Yabancı Şirkette Çalışan Türke İslamofobik Ayrımcılık

Okurlarımızdan İbrahim Aybek, Portekiz'de 'Teleperformance Portugal' adlı şirkette bir süredir müşteri temsilcisi olarak çalışıyordu. Kendisi dini vecibelerini yerine getirmeyi tercih ettiğinden Cuma namazına gitmesiyle başlayan bir dizi mobbinge maruz kaldığını ve sonrasında da işten çıkarıldığını gazetemize aktardı. Ne acıdır ki mobbingi uygulayanların kendisi gibi Türk olması, diğer yandan Portekizli ve farklı milletlerden çalışanların ise duruma üzülmüş olmaları son derece düşündürücüdür...
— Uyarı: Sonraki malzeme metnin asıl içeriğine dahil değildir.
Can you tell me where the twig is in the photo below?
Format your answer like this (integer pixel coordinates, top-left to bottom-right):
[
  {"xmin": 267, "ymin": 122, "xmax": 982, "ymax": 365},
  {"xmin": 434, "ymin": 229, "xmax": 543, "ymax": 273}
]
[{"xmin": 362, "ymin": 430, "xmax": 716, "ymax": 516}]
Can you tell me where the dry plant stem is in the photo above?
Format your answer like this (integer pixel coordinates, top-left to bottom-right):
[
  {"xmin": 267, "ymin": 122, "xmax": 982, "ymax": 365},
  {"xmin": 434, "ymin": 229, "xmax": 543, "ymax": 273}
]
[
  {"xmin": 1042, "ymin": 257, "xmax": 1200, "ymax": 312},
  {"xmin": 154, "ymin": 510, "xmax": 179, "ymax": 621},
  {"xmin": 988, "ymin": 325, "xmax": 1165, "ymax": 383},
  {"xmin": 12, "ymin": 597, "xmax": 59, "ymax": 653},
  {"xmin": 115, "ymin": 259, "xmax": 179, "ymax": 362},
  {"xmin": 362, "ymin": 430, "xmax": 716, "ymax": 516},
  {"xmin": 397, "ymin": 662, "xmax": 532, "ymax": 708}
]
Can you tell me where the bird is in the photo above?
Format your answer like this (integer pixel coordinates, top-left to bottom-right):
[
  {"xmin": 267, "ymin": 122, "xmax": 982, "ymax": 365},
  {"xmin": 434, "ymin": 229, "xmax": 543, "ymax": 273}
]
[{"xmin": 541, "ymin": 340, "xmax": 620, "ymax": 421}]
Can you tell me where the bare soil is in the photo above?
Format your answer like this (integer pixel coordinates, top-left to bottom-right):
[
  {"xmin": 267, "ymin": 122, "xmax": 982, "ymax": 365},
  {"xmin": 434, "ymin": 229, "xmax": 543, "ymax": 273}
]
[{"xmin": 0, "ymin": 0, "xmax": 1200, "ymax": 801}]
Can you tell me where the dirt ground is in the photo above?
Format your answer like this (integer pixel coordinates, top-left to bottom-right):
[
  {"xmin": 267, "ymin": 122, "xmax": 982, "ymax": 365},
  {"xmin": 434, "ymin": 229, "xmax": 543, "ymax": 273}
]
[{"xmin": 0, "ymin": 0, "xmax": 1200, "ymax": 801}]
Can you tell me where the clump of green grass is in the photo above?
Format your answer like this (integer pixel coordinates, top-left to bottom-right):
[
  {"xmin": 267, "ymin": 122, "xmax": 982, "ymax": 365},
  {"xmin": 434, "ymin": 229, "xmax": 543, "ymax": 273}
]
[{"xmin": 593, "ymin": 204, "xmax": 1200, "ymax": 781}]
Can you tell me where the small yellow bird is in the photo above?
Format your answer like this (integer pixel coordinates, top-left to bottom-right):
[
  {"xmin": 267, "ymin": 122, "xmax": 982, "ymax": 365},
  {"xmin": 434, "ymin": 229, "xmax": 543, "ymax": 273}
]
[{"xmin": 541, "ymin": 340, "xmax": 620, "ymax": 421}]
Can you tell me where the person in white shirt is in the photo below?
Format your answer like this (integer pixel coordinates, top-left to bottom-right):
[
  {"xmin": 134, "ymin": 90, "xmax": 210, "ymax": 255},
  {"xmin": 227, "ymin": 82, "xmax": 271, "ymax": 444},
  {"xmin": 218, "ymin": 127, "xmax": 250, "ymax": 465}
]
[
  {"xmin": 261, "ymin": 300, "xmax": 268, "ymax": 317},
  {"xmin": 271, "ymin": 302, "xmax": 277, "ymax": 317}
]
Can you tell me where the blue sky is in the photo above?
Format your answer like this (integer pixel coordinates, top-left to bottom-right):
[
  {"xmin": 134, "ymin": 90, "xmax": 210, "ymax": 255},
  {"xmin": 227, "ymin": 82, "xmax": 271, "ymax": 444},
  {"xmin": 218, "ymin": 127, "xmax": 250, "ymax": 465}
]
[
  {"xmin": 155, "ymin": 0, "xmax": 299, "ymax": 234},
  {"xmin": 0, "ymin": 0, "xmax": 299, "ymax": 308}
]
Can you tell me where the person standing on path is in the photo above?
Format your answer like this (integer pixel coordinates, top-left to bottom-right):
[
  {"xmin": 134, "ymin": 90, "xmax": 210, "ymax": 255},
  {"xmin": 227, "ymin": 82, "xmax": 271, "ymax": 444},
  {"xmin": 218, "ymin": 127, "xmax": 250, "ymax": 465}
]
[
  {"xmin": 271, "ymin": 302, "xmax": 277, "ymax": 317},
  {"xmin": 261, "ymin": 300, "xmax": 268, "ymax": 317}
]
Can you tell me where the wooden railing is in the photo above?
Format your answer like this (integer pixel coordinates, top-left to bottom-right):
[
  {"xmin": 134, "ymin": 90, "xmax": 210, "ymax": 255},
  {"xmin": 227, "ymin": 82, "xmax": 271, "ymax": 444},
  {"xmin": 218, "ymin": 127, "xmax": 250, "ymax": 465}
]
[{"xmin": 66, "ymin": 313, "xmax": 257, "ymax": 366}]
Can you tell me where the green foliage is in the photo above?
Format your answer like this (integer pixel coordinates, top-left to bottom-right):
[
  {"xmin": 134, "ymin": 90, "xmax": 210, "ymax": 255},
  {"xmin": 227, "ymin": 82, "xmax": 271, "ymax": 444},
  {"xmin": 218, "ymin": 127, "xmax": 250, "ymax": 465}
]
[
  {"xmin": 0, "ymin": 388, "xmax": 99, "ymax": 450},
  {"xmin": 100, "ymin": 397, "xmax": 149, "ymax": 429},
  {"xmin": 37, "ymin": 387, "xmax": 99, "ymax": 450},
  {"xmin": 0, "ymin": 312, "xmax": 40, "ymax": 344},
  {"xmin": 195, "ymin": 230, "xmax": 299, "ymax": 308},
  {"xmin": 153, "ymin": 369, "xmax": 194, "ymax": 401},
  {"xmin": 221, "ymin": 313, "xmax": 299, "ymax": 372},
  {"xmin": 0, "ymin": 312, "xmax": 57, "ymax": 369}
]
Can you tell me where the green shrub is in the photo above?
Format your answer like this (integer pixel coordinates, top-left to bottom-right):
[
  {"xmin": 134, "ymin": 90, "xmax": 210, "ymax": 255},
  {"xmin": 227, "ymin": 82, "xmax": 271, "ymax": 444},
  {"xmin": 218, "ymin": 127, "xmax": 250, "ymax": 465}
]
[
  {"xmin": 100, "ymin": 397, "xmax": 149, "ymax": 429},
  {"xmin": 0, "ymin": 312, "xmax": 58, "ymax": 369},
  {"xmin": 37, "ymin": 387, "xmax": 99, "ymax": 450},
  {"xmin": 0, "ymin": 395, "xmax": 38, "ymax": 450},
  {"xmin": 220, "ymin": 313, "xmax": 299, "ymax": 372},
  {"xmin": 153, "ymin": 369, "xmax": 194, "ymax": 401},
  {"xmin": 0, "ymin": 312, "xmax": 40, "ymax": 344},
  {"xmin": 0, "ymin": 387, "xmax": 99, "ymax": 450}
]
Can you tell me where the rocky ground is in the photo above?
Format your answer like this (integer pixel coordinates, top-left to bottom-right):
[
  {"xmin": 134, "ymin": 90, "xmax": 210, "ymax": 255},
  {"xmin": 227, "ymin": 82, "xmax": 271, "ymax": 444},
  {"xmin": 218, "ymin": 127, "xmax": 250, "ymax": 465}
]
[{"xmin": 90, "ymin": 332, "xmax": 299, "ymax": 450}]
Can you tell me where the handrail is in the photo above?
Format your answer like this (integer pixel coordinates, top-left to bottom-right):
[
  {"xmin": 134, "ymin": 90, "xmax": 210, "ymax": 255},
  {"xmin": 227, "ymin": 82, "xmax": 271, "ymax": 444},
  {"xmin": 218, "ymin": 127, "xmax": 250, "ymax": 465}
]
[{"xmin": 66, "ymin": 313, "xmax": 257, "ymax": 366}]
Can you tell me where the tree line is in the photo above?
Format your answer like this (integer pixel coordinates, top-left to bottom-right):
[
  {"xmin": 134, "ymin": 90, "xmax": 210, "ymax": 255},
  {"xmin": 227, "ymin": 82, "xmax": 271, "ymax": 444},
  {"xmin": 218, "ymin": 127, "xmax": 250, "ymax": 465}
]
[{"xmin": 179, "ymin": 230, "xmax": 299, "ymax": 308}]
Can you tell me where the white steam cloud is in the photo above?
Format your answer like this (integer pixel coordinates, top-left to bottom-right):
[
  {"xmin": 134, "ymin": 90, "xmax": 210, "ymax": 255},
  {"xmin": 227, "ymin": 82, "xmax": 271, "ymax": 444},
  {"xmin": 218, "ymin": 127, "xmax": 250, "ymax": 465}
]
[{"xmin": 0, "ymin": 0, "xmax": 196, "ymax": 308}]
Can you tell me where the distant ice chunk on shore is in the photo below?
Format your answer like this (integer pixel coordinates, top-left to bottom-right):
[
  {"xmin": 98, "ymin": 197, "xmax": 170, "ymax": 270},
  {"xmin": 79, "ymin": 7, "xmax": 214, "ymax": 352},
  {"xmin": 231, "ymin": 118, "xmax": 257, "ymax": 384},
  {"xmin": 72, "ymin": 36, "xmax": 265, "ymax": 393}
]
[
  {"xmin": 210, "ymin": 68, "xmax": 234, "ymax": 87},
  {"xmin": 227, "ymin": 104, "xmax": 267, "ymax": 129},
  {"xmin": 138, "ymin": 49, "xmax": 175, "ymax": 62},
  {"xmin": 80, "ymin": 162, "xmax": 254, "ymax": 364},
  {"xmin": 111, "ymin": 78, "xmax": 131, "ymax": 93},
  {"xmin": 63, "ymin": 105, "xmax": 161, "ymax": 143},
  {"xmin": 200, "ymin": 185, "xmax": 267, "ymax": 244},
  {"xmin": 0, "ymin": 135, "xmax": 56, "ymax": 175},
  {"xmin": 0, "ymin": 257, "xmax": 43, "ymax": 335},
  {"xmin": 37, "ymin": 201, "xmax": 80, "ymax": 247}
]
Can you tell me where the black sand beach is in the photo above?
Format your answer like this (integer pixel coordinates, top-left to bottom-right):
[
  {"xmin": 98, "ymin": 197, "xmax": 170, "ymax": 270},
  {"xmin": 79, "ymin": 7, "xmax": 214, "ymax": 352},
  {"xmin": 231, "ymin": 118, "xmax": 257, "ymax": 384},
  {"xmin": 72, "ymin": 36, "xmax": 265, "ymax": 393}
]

Yabancı Şirkette Çalışan Türke İslamofobik Ayrımcılık
09 Haziran 2022 - 20:10
Olayı, İbrahim Aybek'in kendi ağzından olduğu gibi aktarıyoruz:

"Teleperformance Portugal isimli şirkette maruz bırakıldığım islamofobi tabanlı ayrımcılık ve mobbing hakkında basın açıklamamdır:

Teleperformance Portugal şirketi 20.000 çalışanı bulunan ve içerisinde farklı milletlerden, farklı dinlerden ve farklı kültürlerden insanların huzur ve barış içinde çalıştıkları bir şirkettir.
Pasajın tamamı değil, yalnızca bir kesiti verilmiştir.